High-Performance Computing
This section contains the specifications for Cobre’s hybrid MPI+OpenMP parallelization strategy. Where the Architecture section defines how the solver is structured at the software level, the HPC specs define how that architecture maps onto distributed and shared-memory hardware: the process topology that places one MPI rank per NUMA domain, the OpenMP threading layer that parallelizes LP solves within each rank, the communication patterns that synchronize cuts and bounds across ranks, the memory layout that eliminates false sharing and minimizes NUMA penalties, and the deployment recipes that translate these design choices into SLURM job scripts.
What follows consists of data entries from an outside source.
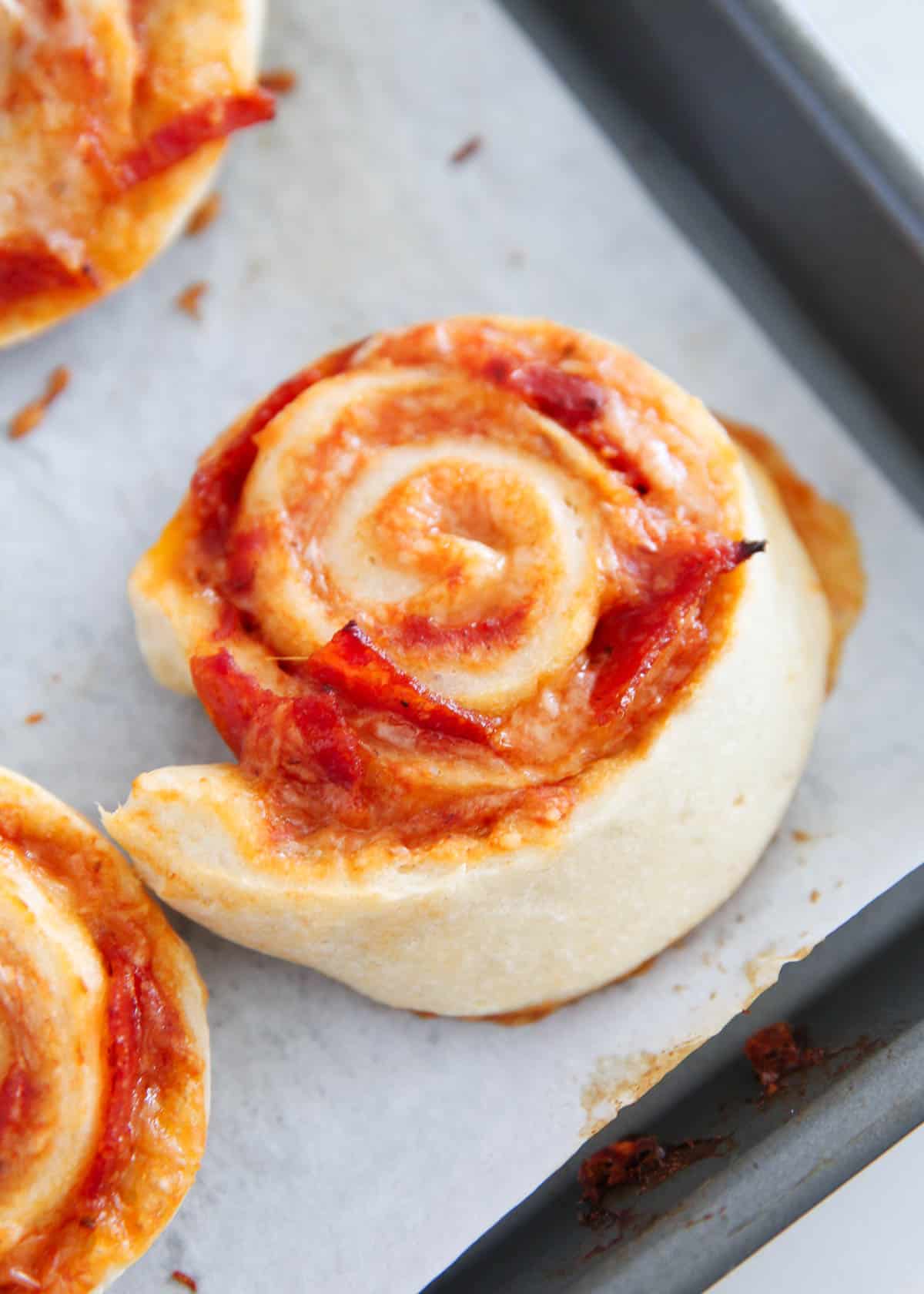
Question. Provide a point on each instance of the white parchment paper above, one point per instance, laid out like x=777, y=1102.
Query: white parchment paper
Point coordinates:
x=340, y=1128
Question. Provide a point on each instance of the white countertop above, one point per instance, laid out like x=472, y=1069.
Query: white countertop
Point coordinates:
x=876, y=49
x=862, y=1237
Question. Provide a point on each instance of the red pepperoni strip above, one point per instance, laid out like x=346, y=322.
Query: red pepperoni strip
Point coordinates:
x=494, y=631
x=304, y=738
x=220, y=478
x=211, y=121
x=575, y=404
x=567, y=399
x=359, y=671
x=633, y=639
x=28, y=270
x=126, y=1031
x=232, y=698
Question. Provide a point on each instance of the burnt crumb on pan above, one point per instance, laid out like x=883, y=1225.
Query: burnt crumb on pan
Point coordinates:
x=205, y=215
x=775, y=1052
x=467, y=149
x=279, y=81
x=642, y=1164
x=32, y=414
x=190, y=299
x=778, y=1055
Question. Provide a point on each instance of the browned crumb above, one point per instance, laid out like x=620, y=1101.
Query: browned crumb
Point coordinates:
x=205, y=214
x=279, y=81
x=641, y=1162
x=190, y=299
x=28, y=418
x=467, y=149
x=774, y=1052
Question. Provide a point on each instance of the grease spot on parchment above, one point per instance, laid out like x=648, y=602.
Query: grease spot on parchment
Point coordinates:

Together, these 8 specs fully describe the parallel execution model of the Cobre solver. They are written at the behavioral level – specifying distribution strategies, synchronization contracts, memory placement policies, and communication protocols – without prescribing MPI implementation details or OpenMP pragma syntax. A developer implementing the HPC layer should be able to read these specs alongside the referenced architecture and math specs and produce a correct parallel implementation without ambiguity. Where performance-critical design decisions exist (e.g., static contiguous block distribution over dynamic dispatch, sequential opening evaluation over parallel, thread-trajectory affinity), each spec documents the rationale and the constraints that drove the choice.
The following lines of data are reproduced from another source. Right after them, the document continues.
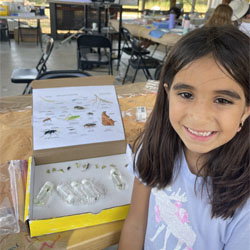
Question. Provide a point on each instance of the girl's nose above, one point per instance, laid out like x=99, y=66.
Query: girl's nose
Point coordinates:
x=201, y=111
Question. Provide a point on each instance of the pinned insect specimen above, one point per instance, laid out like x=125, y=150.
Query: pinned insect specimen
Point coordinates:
x=89, y=125
x=50, y=132
x=73, y=117
x=47, y=119
x=44, y=194
x=97, y=98
x=66, y=193
x=54, y=170
x=86, y=166
x=47, y=100
x=91, y=190
x=79, y=191
x=106, y=120
x=117, y=179
x=79, y=107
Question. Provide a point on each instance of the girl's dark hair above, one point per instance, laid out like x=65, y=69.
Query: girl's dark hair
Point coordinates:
x=227, y=168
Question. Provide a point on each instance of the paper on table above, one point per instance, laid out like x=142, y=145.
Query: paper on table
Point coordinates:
x=75, y=115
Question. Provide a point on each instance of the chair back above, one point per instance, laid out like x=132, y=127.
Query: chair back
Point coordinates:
x=41, y=65
x=93, y=41
x=94, y=50
x=132, y=42
x=62, y=74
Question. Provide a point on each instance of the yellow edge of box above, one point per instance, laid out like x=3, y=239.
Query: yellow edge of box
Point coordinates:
x=55, y=225
x=27, y=194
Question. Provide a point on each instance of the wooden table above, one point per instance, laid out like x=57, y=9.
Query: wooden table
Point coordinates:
x=168, y=39
x=16, y=143
x=27, y=17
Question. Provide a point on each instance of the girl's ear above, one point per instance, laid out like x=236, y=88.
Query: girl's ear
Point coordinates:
x=245, y=115
x=166, y=88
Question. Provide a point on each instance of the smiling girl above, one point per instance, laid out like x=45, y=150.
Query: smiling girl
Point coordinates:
x=192, y=170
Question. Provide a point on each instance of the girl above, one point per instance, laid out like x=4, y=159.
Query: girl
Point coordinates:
x=191, y=188
x=222, y=15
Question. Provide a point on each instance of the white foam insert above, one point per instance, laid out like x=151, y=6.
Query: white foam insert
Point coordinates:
x=56, y=207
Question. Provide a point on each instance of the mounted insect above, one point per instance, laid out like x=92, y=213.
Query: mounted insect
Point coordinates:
x=50, y=132
x=89, y=125
x=47, y=119
x=79, y=107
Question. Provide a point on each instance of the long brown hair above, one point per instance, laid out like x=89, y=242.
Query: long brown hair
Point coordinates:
x=227, y=169
x=221, y=16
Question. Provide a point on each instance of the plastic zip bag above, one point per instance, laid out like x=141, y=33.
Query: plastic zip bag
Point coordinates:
x=12, y=188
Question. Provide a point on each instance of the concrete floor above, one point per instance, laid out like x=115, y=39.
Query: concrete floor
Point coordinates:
x=63, y=56
x=26, y=55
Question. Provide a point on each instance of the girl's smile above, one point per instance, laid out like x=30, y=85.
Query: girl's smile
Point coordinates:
x=200, y=135
x=206, y=106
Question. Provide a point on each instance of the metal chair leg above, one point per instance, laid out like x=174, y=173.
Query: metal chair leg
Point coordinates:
x=125, y=74
x=26, y=88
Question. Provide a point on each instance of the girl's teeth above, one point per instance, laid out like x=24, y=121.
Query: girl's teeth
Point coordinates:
x=199, y=133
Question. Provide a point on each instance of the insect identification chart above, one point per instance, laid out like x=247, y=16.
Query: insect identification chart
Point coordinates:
x=71, y=116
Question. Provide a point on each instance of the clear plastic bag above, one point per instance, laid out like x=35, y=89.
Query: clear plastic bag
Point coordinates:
x=12, y=189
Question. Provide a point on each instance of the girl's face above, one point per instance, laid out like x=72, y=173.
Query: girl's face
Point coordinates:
x=206, y=106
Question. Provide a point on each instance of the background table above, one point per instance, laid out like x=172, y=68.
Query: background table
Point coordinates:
x=168, y=39
x=24, y=17
x=16, y=143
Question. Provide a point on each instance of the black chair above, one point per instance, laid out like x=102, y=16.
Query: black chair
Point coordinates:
x=4, y=30
x=140, y=60
x=53, y=74
x=93, y=51
x=127, y=47
x=157, y=73
x=28, y=75
x=62, y=74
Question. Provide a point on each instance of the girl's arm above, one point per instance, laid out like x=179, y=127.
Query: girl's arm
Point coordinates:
x=134, y=228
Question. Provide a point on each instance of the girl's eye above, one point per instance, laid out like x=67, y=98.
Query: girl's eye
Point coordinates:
x=222, y=101
x=186, y=95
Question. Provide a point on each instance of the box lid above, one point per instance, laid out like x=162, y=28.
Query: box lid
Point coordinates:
x=76, y=118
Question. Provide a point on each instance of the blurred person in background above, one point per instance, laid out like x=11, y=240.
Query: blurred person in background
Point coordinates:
x=222, y=15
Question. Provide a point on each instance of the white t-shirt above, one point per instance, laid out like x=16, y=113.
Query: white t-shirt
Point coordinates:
x=178, y=219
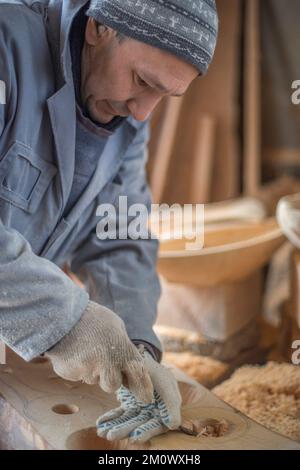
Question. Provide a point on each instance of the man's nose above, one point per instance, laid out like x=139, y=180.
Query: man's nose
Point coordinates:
x=141, y=108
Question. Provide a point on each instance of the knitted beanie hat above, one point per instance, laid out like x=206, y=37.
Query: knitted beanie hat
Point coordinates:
x=187, y=28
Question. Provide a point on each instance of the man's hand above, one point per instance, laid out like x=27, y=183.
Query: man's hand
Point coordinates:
x=98, y=350
x=138, y=421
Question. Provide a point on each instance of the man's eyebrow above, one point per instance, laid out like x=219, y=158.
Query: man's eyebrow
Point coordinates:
x=154, y=83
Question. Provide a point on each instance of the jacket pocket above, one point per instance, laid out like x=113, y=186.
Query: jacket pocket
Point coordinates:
x=24, y=177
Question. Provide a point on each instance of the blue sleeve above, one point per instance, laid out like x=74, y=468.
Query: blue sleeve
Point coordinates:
x=121, y=274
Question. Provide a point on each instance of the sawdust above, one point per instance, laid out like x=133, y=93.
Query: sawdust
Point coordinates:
x=268, y=394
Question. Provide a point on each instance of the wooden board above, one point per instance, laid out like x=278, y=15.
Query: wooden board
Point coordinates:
x=38, y=410
x=252, y=100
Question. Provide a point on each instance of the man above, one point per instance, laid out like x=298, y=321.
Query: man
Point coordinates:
x=82, y=79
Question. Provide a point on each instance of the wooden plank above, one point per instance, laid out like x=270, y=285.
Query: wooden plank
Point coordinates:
x=53, y=413
x=252, y=100
x=163, y=147
x=2, y=353
x=203, y=148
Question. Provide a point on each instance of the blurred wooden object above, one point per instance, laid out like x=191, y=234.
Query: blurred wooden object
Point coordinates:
x=2, y=353
x=163, y=145
x=252, y=100
x=295, y=286
x=215, y=312
x=217, y=213
x=229, y=254
x=269, y=194
x=217, y=96
x=202, y=157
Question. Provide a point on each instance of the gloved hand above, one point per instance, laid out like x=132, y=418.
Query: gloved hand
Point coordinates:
x=140, y=422
x=288, y=216
x=98, y=350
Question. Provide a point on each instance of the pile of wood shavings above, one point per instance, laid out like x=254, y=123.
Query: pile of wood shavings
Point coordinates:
x=268, y=394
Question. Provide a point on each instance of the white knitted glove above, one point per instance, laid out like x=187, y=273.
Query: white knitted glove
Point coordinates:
x=98, y=350
x=140, y=422
x=288, y=216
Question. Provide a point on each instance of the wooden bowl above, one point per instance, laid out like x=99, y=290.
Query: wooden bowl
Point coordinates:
x=229, y=254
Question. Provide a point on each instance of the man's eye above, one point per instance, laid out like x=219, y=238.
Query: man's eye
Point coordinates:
x=141, y=82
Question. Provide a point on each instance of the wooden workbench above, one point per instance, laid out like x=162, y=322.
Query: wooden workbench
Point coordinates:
x=38, y=410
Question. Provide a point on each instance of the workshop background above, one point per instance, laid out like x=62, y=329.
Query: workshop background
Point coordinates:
x=233, y=142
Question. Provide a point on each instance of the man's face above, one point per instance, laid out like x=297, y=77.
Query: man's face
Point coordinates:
x=122, y=78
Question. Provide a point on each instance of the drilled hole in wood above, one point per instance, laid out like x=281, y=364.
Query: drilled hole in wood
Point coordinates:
x=64, y=409
x=39, y=360
x=87, y=439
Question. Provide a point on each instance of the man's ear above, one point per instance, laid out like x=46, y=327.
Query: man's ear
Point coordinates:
x=96, y=33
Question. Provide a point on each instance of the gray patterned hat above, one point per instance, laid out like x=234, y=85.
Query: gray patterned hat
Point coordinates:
x=187, y=28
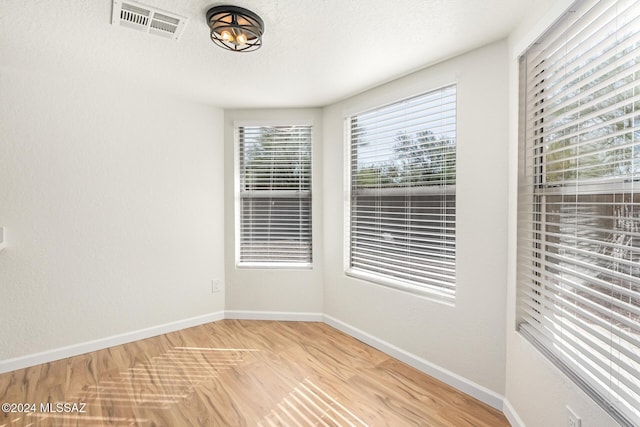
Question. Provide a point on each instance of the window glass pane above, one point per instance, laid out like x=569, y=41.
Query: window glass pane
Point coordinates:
x=579, y=201
x=403, y=174
x=275, y=195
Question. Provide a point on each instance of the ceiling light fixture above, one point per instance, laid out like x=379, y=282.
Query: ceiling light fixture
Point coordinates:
x=235, y=28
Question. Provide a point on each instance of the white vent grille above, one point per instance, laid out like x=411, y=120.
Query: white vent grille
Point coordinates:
x=148, y=19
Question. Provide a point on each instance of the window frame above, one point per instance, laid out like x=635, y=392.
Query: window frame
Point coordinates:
x=555, y=311
x=269, y=265
x=428, y=291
The specs assume familiarity with the SDDP training loop as described in Training Loop, the stage LP structure from LP Formulation, and the solver workspace infrastructure from Solver Workspaces. Readers new to the parallel execution model should start with Hybrid Parallelism, which establishes the two-level ferrompi+OpenMP architecture, before diving into the individual specs.
Reading Order
The specs have cross-references, so reading order matters. The following sequence builds concepts from the parallelization model outward to deployment:
- Work Distribution – How forward pass scenarios and backward pass trial points are distributed across MPI ranks and OpenMP threads: static contiguous block assignment, thread-trajectory affinity, and the load balancing strategy.
- Hybrid Parallelism – The two-level parallelization model: ferrompi as the backbone for process-level parallelism and shared memory, OpenMP via C FFI for intra-rank threading, design rationale, configuration, initialization sequence, and build integration.
- Communication Patterns – MPI communication patterns used during the SDDP training loop:
MPI_Allreducefor bound aggregation,MPI_Allgathervfor cut synchronization, and shared memory windows for intra-node data sharing. - Memory Architecture – Memory layout and NUMA-aware allocation: per-rank memory budget, shared memory region sizing, first-touch initialization, and false sharing avoidance.
- Shared Memory Aggregation – Hierarchical cut aggregation within MPI ranks sharing a physical node: node-local aggregation before inter-node communication to reduce message volume.
- Synchronization – Synchronization barriers and coordination points in the SDDP training loop: per-stage backward pass barriers, forward pass completion, and thread synchronization within ranks.
- Checkpointing – Checkpoint and restart for fault tolerance: what state is saved, when checkpoints are taken, how the solver resumes from a checkpoint across MPI ranks.
- SLURM Deployment – SLURM job submission and configuration: job scripts for single-node and multi-node runs, resource allocation, environment variable setup, and performance monitoring.
Spec Index
| Spec | Description | Architecture Reference |
|---|---|---|
| Work Distribution | Static block distribution, thread-trajectory affinity, load balancing | Training Loop, SDDP Algorithm |
| Hybrid Parallelism | ferrompi + OpenMP architecture, design rationale, configuration, initialization | Training Loop, Solver Workspaces |
| Communication Patterns | MPI collectives, shared memory windows, cut synchronization protocols | Cut Management Implementation, Convergence Monitoring |
| Memory Architecture | NUMA-aware allocation, memory budget, shared region sizing, false sharing avoidance | Solver Workspaces |
| Shared Memory Aggregation | Node-local cut aggregation, hierarchical reduction, shared memory scenarios | Cut Management Implementation |
| Synchronization | Per-stage barriers, forward pass completion, thread coordination | Training Loop |
| Checkpointing | Checkpoint/restart, fault tolerance, state serialization across ranks | Cut Management Implementation, CLI and Lifecycle |
| SLURM Deployment | Job scripts, resource allocation, environment setup, multi-node deployment | CLI and Lifecycle |
Conventions
All specs in this section describe parallel execution behavior and resource placement rather than sequential algorithmic logic. Where a spec references mathematical quantities (cut coefficients, dual variables, trial points), it uses the notation from Notation Conventions and links to the relevant math spec for the full derivation. Where a spec references architectural components (training loop, solver workspaces, cut management), it links to the relevant architecture spec for the behavioral contract. The HPC specs complement rather than duplicate the architecture specs – the architecture specs define what happens at each algorithmic step, while the HPC specs define how that step is distributed, synchronized, and placed in memory.